[![Binder](https://mybinder.org/badge_logo.svg)](https://lab.mlpack.org/v2/gh/mlpack/examples/master?urlpath=lab%2Ftree%2Fforest_covertype_prediction_with_random_forests%2Fcovertype-rf-cpp.ipynb)

In [1]:
/**
 * @file covertype-rf-cpp.ipynb
 *
 * Classification using Random Forest on the Covertype dataset.
 */

In [2]:
!wget -O - https://datasets.mlpack.org/covertype-small.csv.gz | gunzip -c > covertype-small.csv

In [3]:
#include <mlpack/xeus-cling.hpp>
#include <mlpack.hpp>

In [4]:
using namespace mlpack;

In [5]:
// Load the dataset that we downloaded.
arma::mat dataset;
data::Load("covertype-small.csv", dataset);

In [6]:
// Labels are the last row.
// The dataset stores labels from 1 through 7, but we need 0 through 6
// (in mlpack labels are zero-indexed), so we subtract 1.
arma::Row<size_t> labels =
    arma::conv_to<arma::Row<size_t>>::from(dataset.row(dataset.n_rows - 1)) - 1;
dataset.shed_row(dataset.n_rows - 1);

In [7]:
arma::mat trainSet, testSet;
arma::Row<size_t> trainLabels, testLabels;

// Split dataset randomly into training set and test set.
data::Split(dataset, labels, trainSet, testSet, trainLabels, testLabels,
    0.3 /* Percentage of dataset to use for test set. */);

In [8]:
RandomForest<> rf(trainSet, trainLabels, 7 /* Number of classes in dataset */,
    10 /* 10 trees */);

In [9]:
// Predict the labels of the test points.
arma::Row<size_t> output;
rf.Classify(testSet, output);

In [10]:
// Now print the accuracy.

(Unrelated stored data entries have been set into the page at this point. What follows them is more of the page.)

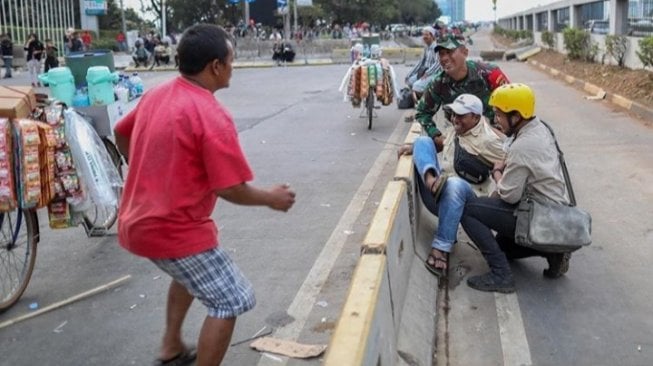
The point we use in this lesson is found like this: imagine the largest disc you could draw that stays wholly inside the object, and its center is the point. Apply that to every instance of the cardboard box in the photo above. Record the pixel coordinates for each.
(16, 101)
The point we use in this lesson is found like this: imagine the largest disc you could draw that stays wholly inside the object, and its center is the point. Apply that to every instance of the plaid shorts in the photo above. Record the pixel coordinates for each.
(213, 278)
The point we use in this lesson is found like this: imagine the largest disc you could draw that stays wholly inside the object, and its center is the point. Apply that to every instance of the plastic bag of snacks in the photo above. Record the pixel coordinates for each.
(67, 185)
(99, 175)
(7, 188)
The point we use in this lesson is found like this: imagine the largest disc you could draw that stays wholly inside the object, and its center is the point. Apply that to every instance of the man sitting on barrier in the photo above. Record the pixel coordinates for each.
(458, 76)
(468, 152)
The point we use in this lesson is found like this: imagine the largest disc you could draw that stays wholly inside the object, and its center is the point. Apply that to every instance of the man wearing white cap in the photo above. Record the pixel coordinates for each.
(421, 75)
(460, 172)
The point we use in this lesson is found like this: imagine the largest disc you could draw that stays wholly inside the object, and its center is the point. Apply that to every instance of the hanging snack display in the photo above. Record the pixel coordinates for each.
(7, 187)
(369, 75)
(29, 170)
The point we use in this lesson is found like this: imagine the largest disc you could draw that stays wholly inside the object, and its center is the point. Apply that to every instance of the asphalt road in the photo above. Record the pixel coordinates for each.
(294, 127)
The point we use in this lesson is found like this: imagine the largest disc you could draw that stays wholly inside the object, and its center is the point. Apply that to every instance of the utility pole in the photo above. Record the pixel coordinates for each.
(164, 31)
(295, 29)
(246, 7)
(122, 17)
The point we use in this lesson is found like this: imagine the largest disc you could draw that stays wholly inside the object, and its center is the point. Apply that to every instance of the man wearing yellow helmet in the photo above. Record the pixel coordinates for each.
(531, 165)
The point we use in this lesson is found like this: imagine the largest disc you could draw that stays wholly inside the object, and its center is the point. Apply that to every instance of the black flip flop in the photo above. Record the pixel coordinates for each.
(184, 358)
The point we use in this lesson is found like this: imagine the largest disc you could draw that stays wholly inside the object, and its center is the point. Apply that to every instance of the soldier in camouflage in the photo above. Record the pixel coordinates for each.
(458, 76)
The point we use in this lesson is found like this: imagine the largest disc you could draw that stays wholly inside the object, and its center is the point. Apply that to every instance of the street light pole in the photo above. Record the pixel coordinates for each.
(163, 19)
(122, 17)
(295, 15)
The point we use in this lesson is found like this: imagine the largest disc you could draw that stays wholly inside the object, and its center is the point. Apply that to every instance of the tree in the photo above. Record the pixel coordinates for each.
(113, 19)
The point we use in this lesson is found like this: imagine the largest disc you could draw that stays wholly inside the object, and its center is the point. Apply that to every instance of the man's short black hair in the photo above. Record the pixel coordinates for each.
(200, 45)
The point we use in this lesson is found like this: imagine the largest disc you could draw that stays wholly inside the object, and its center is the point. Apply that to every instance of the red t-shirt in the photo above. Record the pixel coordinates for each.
(183, 147)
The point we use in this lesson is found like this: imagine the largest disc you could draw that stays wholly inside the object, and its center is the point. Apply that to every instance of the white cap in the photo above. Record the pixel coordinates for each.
(430, 30)
(466, 103)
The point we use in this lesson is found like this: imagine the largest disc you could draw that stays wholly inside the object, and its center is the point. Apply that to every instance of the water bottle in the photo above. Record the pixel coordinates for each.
(137, 84)
(80, 99)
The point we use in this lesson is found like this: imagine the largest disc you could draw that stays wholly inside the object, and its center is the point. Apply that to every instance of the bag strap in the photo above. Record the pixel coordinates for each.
(479, 157)
(565, 172)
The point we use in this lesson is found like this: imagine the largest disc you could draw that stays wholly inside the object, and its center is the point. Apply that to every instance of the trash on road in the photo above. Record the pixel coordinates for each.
(59, 328)
(288, 348)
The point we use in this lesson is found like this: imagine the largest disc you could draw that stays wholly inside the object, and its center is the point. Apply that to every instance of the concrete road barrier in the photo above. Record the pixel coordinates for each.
(389, 288)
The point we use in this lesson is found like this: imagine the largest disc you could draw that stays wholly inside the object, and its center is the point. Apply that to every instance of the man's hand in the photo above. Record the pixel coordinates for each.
(439, 142)
(281, 198)
(499, 166)
(405, 149)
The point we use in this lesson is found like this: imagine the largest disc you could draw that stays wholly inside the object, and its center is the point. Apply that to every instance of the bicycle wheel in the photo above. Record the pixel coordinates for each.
(18, 237)
(370, 108)
(99, 219)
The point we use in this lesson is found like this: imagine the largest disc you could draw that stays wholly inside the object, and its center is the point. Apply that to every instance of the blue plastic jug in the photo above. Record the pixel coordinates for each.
(100, 85)
(61, 82)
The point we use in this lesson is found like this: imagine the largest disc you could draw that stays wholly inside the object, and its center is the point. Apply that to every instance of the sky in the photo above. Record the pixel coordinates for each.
(482, 9)
(474, 9)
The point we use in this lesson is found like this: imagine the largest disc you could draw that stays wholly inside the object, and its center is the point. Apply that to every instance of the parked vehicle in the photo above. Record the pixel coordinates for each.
(597, 26)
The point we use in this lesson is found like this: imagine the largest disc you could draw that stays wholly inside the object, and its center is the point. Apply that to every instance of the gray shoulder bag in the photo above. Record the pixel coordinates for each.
(552, 227)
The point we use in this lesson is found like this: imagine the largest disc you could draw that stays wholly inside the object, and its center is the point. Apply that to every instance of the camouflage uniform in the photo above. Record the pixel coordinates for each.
(482, 78)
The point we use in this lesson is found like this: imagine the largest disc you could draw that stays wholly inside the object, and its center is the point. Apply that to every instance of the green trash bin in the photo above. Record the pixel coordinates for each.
(372, 39)
(79, 62)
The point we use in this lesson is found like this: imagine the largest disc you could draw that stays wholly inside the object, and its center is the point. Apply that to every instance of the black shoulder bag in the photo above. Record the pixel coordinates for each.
(552, 227)
(472, 168)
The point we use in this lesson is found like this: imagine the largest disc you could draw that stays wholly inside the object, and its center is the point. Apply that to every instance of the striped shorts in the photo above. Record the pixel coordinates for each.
(214, 279)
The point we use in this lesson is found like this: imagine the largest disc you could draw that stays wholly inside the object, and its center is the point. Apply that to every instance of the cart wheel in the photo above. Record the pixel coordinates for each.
(18, 237)
(370, 109)
(99, 219)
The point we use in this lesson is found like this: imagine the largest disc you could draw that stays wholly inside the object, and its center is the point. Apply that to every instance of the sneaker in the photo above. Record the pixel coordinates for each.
(558, 265)
(491, 282)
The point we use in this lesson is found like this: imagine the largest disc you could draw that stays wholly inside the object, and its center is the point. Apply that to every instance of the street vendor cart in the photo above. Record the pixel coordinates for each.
(370, 78)
(50, 157)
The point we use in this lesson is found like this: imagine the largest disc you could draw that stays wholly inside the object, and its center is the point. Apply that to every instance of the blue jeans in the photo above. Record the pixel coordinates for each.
(8, 65)
(449, 208)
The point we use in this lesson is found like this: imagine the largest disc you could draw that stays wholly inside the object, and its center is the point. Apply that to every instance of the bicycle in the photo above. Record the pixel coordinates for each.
(19, 236)
(368, 111)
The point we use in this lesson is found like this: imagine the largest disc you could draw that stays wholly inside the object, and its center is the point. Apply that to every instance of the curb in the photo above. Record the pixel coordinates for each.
(241, 65)
(616, 99)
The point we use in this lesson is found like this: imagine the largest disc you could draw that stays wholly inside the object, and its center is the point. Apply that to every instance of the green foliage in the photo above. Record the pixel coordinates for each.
(616, 46)
(549, 39)
(645, 52)
(579, 45)
(105, 44)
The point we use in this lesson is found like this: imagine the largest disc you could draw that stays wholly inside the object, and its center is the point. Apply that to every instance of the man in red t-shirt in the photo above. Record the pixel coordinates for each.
(184, 153)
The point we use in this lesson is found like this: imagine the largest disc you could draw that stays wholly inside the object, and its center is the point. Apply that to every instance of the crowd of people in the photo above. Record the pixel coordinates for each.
(476, 173)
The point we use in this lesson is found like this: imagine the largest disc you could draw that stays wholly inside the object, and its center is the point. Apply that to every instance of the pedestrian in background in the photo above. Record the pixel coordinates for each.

The 'probabilities' output could also be used to
// generate an ROC curve.
const size_t correct = arma::accu(output == testLabels);
std::cout << correct
          << " correct out of "
          << testLabels.n_elem << " ("
          << 100.0 * correct / testLabels.n_elem
          << "%)." << std::endl;

24747 correct out of 30000 (82.49%).